Azure CLI を使用して IoT Hub ファイルのアップロードを構成する
この記事では、Azure CLI を使用して IoT ハブ上でファイルのアップロードを構成する方法を示します。
IoT Hub でファイルのアップロード機能を使用するには、最初に Azure ストレージ アカウントと BLOB コンテナーを IoT Hub に関連付ける必要があります。 IoT Hub により、ファイルをアップロードするときにデバイスで使用する、この BLOB コンテナーへの書き込みアクセス許可を含む SAS URI が自動的に生成します。 ストレージ アカウントと BLOB コンテナーに加えて、SAS URI の有効期限と、Azure Storage で IoT Hub が使用する認証の種類を設定できます。 IoT Hub でバックエンド サービスに配信できる、オプションのファイル アップロード通知の設定を構成することもできます。
前提条件
アクティブな Azure アカウントアカウントがない場合、Azure 試用版にサインアップして、最大 10 件の無料 Mobile Apps を入手できます。 アカウントがない場合は、 無料アカウント を数分で作成することができます。

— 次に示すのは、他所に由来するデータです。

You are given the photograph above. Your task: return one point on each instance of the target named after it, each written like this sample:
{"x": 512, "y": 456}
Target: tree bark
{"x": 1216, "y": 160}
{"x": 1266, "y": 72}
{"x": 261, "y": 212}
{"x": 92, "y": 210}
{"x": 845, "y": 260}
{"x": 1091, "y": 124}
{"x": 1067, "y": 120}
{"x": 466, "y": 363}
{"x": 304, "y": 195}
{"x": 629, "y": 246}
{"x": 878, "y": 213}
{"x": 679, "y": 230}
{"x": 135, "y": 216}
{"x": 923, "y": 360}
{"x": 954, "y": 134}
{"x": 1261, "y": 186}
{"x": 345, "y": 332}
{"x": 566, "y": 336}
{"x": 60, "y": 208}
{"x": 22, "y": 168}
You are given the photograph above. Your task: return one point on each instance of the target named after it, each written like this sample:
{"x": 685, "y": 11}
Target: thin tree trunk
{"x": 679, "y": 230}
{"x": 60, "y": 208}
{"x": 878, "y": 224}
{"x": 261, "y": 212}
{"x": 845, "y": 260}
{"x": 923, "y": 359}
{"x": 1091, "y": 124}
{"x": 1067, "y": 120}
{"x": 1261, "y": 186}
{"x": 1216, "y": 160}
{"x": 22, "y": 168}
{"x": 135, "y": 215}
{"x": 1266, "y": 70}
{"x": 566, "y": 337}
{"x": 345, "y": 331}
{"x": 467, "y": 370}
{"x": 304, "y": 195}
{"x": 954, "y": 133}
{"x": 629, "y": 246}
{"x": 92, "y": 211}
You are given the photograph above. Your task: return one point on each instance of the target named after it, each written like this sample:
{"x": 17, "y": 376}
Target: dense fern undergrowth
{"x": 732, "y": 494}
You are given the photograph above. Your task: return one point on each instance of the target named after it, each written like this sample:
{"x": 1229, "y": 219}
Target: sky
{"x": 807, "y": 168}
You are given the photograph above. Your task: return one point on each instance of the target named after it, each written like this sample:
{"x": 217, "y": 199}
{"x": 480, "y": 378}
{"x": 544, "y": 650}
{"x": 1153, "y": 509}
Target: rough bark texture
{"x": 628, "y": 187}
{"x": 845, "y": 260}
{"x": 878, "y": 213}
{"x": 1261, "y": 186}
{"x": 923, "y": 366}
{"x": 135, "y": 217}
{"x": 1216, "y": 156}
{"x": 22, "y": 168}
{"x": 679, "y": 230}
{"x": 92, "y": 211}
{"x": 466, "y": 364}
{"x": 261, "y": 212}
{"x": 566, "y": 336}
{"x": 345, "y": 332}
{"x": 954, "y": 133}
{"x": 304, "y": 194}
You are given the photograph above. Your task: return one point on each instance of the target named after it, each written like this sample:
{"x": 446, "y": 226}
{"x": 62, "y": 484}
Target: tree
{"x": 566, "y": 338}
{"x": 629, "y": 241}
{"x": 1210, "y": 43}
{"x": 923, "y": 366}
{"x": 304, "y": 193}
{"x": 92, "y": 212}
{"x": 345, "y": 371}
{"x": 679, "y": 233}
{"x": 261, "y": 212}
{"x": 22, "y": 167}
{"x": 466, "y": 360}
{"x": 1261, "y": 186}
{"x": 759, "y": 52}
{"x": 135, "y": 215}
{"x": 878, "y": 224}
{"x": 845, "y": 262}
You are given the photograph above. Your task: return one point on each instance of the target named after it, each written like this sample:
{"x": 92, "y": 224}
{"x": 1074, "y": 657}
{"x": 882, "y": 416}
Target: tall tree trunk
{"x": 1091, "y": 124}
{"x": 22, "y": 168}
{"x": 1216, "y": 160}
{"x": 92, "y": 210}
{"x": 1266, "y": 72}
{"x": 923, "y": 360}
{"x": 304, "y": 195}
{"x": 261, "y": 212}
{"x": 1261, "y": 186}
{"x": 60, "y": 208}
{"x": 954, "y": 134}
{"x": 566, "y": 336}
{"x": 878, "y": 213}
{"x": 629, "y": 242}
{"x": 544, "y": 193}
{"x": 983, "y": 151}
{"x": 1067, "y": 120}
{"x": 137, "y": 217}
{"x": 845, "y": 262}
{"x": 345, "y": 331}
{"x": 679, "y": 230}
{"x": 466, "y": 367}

Azure サブスクリプション内の IoT ハブ。 ハブがまだない場合は、「IoT ハブの作成」の手順に従うことができます。
BLOB コンテナーがある Azure ストレージ アカウント。 Azure Storage アカウントを持っていない場合は、Azure CLI を使用して作成できます。 詳しくは、「ストレージ アカウントの作成」をご覧ください。
Azure Cloud Shell で Bash 環境を使用します。 詳細については、「Azure Cloud Shell の Bash のクイックスタート」を参照してください。
CLI リファレンス コマンドをローカルで実行する場合、Azure CLI をインストールします。 Windows または macOS で実行している場合は、Docker コンテナーで Azure CLI を実行することを検討してください。 詳細については、「Docker コンテナーで Azure CLI を実行する方法」を参照してください。
ローカル インストールを使用する場合は、az login コマンドを使用して Azure CLI にサインインします。 認証プロセスを完了するには、ターミナルに表示される手順に従います。 その他のサインイン オプションについては、Azure CLI でのサインインに関するページを参照してください。
初回使用時にインストールを求められたら、Azure CLI 拡張機能をインストールします。 拡張機能の詳細については、Azure CLI で拡張機能を使用する方法に関するページを参照してください。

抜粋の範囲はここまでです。